Shipping and tonnage tax
On shipping and tonnage tax, Sunak said that a “simpler, fairer” system is on its way, now that the UK has left the European Union (EU).
“We want this country to be the most exciting and dynamic place in the world for business, and now that we’ve left the EU, we have the freedom to do things differently,” he said.
“I want to begin with one of our smallest taxes, but a tax which plays an important role in one of our pre-eminent industries: shipping.”
Sunak said that, from today, the UK will embark on reforms to its tonnage tax regime that will make it more competitive, and fairer for British taxpayers.
“When we were in the old EU system, ships in the tonnage tax regime were required to fly the flag of an EU state,” he said.
“But that doesn’t make sense for an independent nation, so I can announce today that our tonnage tax will – for the first time ever – reward companies for adopting the UK merchant shipping flag: the Red Ensign.
“That is entirely fitting for a country with such a proud maritime history as ours.”
Finally, Sunak celebrated the UK’s status as a world-leading centre for green finance, and outlined further green investments included in his budget.
A total of £30 billion is earmarked for investments in new green industries, he said, which is part of the UK government’s net zero by 2050 strategy.
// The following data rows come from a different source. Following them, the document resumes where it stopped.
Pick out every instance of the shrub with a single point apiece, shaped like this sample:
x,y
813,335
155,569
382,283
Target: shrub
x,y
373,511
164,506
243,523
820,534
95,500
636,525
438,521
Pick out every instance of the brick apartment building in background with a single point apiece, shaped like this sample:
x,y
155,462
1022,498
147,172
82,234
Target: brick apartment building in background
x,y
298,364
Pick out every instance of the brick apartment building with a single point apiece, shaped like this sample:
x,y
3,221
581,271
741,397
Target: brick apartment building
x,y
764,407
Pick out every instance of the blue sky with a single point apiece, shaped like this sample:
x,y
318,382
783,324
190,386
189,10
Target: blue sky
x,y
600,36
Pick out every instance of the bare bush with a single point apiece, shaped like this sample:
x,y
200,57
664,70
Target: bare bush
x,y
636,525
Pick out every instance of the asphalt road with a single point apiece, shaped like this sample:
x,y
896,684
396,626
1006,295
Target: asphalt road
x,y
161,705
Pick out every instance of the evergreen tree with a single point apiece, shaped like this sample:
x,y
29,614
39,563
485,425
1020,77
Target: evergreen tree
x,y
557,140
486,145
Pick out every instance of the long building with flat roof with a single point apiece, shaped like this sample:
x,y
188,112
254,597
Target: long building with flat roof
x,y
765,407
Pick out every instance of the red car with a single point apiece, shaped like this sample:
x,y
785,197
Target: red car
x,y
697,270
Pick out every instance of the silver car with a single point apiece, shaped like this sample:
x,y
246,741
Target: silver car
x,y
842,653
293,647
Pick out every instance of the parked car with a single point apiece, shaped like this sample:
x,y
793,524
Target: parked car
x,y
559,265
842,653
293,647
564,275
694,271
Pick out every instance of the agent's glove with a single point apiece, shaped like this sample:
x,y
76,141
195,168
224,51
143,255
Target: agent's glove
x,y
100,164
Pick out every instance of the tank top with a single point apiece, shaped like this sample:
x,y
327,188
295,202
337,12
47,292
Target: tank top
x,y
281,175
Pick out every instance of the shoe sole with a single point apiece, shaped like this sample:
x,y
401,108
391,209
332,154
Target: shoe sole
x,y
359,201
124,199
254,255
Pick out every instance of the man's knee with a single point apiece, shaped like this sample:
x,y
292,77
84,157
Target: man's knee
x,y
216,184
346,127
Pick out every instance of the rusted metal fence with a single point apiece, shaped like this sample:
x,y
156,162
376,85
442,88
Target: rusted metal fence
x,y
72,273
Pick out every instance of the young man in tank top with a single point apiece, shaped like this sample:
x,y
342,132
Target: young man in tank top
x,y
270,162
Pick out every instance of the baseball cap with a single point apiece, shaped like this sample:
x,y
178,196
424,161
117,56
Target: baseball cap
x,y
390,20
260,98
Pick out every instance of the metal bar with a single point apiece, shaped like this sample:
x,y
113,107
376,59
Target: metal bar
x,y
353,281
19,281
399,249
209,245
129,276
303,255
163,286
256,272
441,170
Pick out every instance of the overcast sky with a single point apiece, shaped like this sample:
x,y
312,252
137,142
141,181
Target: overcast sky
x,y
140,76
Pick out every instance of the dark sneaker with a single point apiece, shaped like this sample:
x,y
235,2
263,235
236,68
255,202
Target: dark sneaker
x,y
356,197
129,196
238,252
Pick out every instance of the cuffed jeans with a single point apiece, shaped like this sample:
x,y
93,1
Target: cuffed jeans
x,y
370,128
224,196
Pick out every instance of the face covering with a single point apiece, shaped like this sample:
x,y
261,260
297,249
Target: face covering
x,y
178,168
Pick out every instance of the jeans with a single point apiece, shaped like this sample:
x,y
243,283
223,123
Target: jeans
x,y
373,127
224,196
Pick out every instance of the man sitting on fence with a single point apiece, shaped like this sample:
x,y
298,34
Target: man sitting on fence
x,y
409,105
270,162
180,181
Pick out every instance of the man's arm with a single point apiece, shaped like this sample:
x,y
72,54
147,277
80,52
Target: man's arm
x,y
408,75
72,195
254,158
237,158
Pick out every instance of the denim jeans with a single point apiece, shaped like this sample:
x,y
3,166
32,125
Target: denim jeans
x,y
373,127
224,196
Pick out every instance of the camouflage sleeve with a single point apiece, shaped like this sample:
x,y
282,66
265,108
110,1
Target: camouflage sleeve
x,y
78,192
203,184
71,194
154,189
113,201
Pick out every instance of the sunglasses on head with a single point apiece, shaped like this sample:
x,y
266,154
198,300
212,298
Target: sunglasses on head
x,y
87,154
Sunak also noted that the UK issued its second green bond this week – known as ‘Green Gilt’ – which will help raise a further £6 billion for green projects, in addition to the £10 billion already raised by the sale of the first bond last month.
The sale of the second bond, Sunak claimed, makes the UK the third largest issuer of sovereign green bonds in the world.
Last week, London was named as the world’s best place for green finance in the Z/Yen Group’s global rankings survey.
And on Monday this week, the newly launched UK Infrastructure Bank announced its first ever investment: £107 million to support offshore wind in Teesside in the north of England.
Sunak concluded by saying that, in a week from today, he intends to build on the UK’s green achievements when he hosts global finance ministers at the United Nations Climate Change Conference, COP 26, in Glasgow, Scotland.